Sandrine Rousseau : « Le gouvernement a brillé par son abandon de poste durant toute la période caniculaire »
Sandrine Rousseau lors de questions au gouvernement, le 10 juin 2025. - © Geoffroy Van der Hasselt / AFP
Sandrine Rousseau lors de questions au gouvernement, le 10 juin 2025. - © Geoffroy Van der Hasselt / AFP
Lundi 6 juillet, l’Assemblée nationale examine la motion de censure pour « inaction climatique » déposée contre le gouvernement par les Écologistes. Pour la députée Sandrine Rousseau, l’exécutif « a brillé par son absence durant la canicule » et « devra en répondre ».
Le 30 juin, Sandrine Rousseau, députée Les Écologistes de la 9e circonscription de Paris (Île-de-France), appelait son parti à déposer une motion de censure contre le gouvernement pour sa gestion de la canicule, ce qui a été fait le 2 juillet. Celle-ci est débattue à l’Assemblée nationale lundi 6 juillet à partir de 14 heures.

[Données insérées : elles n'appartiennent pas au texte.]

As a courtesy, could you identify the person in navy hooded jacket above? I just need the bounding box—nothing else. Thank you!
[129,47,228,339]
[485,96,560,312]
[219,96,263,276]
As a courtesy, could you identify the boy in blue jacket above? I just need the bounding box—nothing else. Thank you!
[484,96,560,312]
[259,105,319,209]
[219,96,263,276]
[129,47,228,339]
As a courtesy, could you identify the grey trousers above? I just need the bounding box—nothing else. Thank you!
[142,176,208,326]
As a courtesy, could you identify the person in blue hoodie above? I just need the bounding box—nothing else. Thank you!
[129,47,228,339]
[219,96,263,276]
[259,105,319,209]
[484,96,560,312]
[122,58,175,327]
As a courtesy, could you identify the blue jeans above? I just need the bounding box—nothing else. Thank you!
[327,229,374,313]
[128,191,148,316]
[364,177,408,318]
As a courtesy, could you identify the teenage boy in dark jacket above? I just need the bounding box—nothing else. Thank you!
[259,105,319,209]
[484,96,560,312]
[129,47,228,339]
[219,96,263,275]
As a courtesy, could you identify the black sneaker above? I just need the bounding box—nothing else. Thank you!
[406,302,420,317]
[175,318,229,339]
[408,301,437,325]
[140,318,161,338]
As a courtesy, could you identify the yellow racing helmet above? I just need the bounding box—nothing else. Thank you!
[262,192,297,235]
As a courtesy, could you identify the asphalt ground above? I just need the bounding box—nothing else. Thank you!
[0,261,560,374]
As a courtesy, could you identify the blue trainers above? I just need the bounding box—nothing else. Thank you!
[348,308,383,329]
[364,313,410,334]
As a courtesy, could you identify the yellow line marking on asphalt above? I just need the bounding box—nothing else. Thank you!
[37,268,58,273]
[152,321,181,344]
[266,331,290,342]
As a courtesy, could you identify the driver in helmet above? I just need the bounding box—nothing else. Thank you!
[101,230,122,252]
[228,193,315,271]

Reporterre — Pourquoi les Écologistes ont-ils déposé cette motion de censure pour « inaction climatique » contre le gouvernement ?
Sandrine Rousseau — Nous l’avons déposée parce que le gouvernement a brillé par son absence et par son abandon de poste durant toute la période caniculaire. Le plan canicule n’a pas été déclenché dans les hôpitaux, ou alors très tardivement [le 25 juin, le ministère de la Santé a activé la phase 3 de son plan Orsan et a débloqué une enveloppe de 100 millions d’euros pour le rafraîchissement des services hospitaliers].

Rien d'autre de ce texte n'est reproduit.